To the best of my knowledge this is an impossibility. Anything that will react with an SH or OH group on an organic molecule will also react with water.
In other words, there are no existing silylation reagents which are water stable, even the tris(trimethylsilyl)silane "super-silyl" reagents? It does not necessarily have to be a silyl halide...
I wonder if OP can do a neat reaction as opposed to an aqueous one at least. There may be essentially neat silylation procedures possible. Or even heterogeneous!
Unfortunately no, it has to be done in aqueous solution...
Could you give us some more details of the problem at hand? It sounds interesting but to suggest even a work around we need data.
In essence it's not a synthetic issue, but I wanted to ask the question here since derivatization could be viewed as "protection" in some cases, and some experience I gained during my MSc studies tells me that organic chemists might have a good advice.

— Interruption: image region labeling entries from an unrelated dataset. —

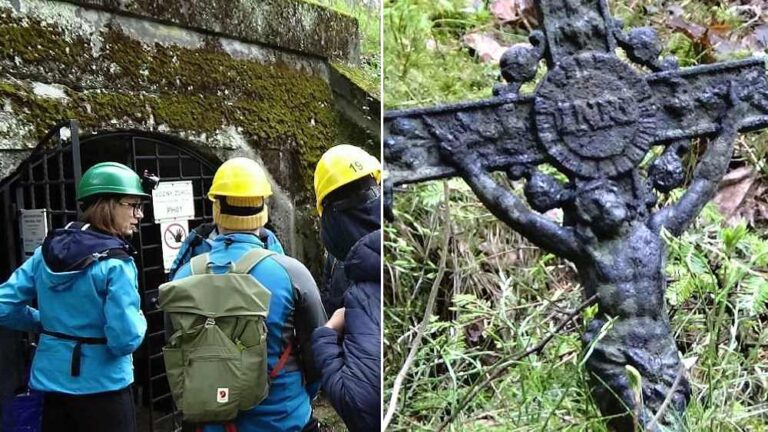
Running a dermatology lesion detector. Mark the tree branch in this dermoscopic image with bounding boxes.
[381,180,451,431]
[437,294,597,432]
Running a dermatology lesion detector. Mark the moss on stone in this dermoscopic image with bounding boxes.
[332,62,381,100]
[0,11,90,69]
[0,13,360,191]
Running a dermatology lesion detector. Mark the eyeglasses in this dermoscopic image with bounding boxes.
[118,202,144,216]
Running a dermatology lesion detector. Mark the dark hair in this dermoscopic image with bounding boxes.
[80,195,124,236]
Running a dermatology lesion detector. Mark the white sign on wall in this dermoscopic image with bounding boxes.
[19,209,48,260]
[160,220,189,273]
[152,181,195,223]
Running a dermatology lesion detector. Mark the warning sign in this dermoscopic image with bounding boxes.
[19,209,48,260]
[160,220,189,273]
[152,181,195,223]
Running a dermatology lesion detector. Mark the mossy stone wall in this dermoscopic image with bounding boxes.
[0,0,365,270]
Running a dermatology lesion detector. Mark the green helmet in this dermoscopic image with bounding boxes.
[77,162,149,201]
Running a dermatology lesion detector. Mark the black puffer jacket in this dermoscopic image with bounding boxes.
[312,230,381,432]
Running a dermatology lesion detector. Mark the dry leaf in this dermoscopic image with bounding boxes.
[491,0,536,23]
[462,33,507,63]
[714,166,760,224]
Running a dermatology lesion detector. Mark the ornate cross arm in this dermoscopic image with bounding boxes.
[384,59,768,186]
[425,119,581,261]
[384,96,545,186]
[649,86,750,236]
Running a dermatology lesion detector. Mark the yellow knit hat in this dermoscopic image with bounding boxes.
[213,196,267,231]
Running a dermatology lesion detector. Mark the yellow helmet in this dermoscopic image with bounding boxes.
[208,158,272,201]
[315,144,381,215]
[208,158,272,231]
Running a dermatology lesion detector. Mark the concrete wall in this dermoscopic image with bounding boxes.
[0,0,371,269]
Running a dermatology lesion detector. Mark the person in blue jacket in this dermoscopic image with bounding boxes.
[174,158,326,432]
[0,162,147,432]
[168,222,285,280]
[312,145,381,432]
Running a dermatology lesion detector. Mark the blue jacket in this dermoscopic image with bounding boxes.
[312,230,381,432]
[174,233,326,432]
[168,222,285,280]
[0,229,147,394]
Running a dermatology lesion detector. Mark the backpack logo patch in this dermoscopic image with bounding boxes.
[216,387,229,403]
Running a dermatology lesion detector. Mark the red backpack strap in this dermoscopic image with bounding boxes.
[269,343,293,379]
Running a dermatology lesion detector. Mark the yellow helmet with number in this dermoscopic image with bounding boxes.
[208,157,272,230]
[315,144,381,215]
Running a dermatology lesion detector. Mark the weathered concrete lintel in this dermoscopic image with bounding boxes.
[62,0,360,61]
[330,65,381,141]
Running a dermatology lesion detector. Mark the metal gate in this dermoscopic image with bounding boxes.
[0,121,218,432]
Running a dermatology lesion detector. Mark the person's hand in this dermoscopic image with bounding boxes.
[325,308,345,333]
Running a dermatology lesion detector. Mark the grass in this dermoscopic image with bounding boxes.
[384,0,768,432]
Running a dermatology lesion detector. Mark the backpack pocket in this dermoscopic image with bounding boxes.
[181,325,244,422]
[163,347,184,407]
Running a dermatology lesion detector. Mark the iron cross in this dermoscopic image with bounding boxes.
[384,0,768,431]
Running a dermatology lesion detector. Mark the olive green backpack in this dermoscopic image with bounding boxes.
[159,249,273,423]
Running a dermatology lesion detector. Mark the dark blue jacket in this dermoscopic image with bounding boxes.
[320,253,349,316]
[312,230,381,432]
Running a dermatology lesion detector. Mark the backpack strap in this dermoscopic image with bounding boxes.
[189,253,208,275]
[269,342,293,379]
[230,248,275,274]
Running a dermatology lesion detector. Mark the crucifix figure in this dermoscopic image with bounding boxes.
[384,0,768,431]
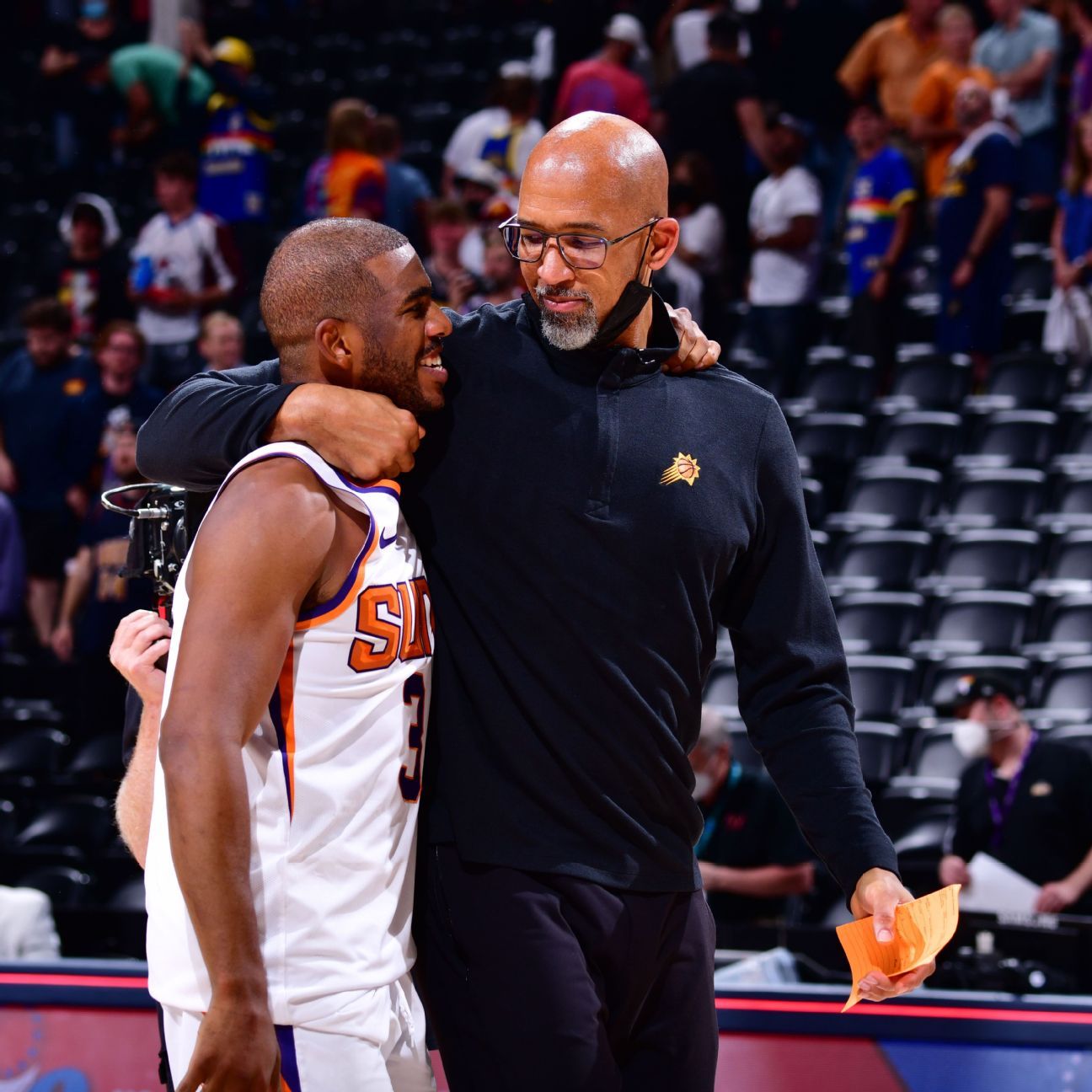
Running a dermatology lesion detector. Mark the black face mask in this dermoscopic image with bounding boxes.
[587,225,656,350]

I'm trying to develop a GC method for quantification of a couple of drug metabolites which are found in urine. They contain only alkyl chains, a thiol group and a keto group (γ to the thiol). I might always dissolve the pure standard in an organic solvent and derivatize the thiol group for calibration purposes. However, I need a reagent for protection of these thiols
within the urine sample (that's why aqueous solution) while avoiding any sample prep steps like LLE, SPE etc.
Selectivity should not be an issue here. The derivatizing/protecting reagent can bind to other components of urine, but these should later be separated and the target compounds identified easily by GC-MS/MS.